A little rectangular piece of plastic, which has important data stored inside a chip, makes it possible for us to pay when grocery shopping, clothes shopping and even in a restaurant – all your have to do is hold your card out and pay.
The concept of cashless payments has long been perceived as surreal. The question is, how did we reach this payment method, which is now so natural to many?
The Diners Club Card
The invention of the first card payment was based on the idea of not being limited when carrying cash.
Many people understand the situation: only when it comes to paying do you realise that you may not have enough cash with you. This is exactly the situation that Frank McNamara was in when he found himself in a restaurant with his wife in New York, and his money in another suit. In order to spare himself and others from the same embarrassing experience, this entrepreneur founded the Diner’s Club without further ado. In 1950, he launched the first universal credit card that we know today.
The Diners Club Card was the first credit card that demanded a small percentage of the invoice amount from the sellers and was universally applicable. It was not long before the concept was adopted by New York’s Franklin Nation Bank (1951) and Bank of America (1958), now known as MasterCard and VISA.
Eurocheque, or ‘EC’, was introduced into Europe in the 1960’s. This was a cross-border, uniform credit cheque system which authorised the issuer with the help of an EC card. Over the course of time, the debit function was added in order to allow the user to withdraw money from an ATM machine.
The German Credit Card
In 1959, the first credit cards were issued in Germany. However, the proportion of the invoice amount was so high that cashless payments were seldom offered by sellers and service providers at the time. It was only with the ‘German Credit Card’ from the German Retail Association (HDE) and the German Hotel and Restaurant Association (DEHOGA) in 1987 that the sales commission was reduced from 8% to 2.7%.
In the end, however, the EC card prevailed, as banks only charged 0.3% of the purchase sum (minimum of 15 pfennigs) from the retailers, which is why acceptance of the EC card increased significantly.

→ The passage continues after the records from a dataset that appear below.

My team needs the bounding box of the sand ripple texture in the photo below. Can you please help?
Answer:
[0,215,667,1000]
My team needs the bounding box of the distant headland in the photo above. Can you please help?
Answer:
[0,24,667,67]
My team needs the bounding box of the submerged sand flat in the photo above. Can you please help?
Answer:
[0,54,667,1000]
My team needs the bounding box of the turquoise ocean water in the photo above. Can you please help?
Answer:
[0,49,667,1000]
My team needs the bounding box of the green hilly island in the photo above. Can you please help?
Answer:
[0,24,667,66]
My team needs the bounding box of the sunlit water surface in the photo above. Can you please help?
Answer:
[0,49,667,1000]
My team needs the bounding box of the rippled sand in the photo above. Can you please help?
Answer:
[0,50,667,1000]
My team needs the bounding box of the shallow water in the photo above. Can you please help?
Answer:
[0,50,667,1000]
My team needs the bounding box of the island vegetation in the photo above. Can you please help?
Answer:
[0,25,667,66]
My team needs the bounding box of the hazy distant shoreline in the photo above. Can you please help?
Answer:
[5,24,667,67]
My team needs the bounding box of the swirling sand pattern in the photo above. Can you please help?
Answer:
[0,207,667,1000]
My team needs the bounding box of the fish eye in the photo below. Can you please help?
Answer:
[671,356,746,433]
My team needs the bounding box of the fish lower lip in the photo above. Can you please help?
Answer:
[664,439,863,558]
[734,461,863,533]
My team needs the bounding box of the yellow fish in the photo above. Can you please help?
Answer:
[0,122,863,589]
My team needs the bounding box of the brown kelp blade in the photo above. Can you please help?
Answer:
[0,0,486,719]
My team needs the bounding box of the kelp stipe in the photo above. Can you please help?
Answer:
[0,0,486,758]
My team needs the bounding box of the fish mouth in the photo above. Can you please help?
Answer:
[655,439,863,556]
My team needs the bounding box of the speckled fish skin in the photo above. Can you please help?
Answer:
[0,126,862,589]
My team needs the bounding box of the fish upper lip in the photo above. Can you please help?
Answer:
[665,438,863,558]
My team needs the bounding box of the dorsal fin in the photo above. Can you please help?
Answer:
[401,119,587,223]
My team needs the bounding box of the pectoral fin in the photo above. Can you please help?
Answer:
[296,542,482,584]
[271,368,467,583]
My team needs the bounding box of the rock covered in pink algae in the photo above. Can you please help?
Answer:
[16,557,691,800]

Signature and Magnetic Strip
Card payment security has made significant progress over time. Where a signature used to be the standard of finalising the payment, today we have to provide a PIN. This proved to minimise the risk of fraud and forgery.
At the end of 2010, data security was enhanced with an additional chip using the magnetic stripe.
With the new NFC chip (near field communication), it is now possible to make contactless payments of up to €50. All of your personal data is encrypted, and after the fourth contactless payment, a PIN is then requested to finalise the payment.
The increase of security and the constant development of cashless payments over time has shown us that card payment is becoming more and more important.
What do you think?
Do you prefer to pay with card or cash?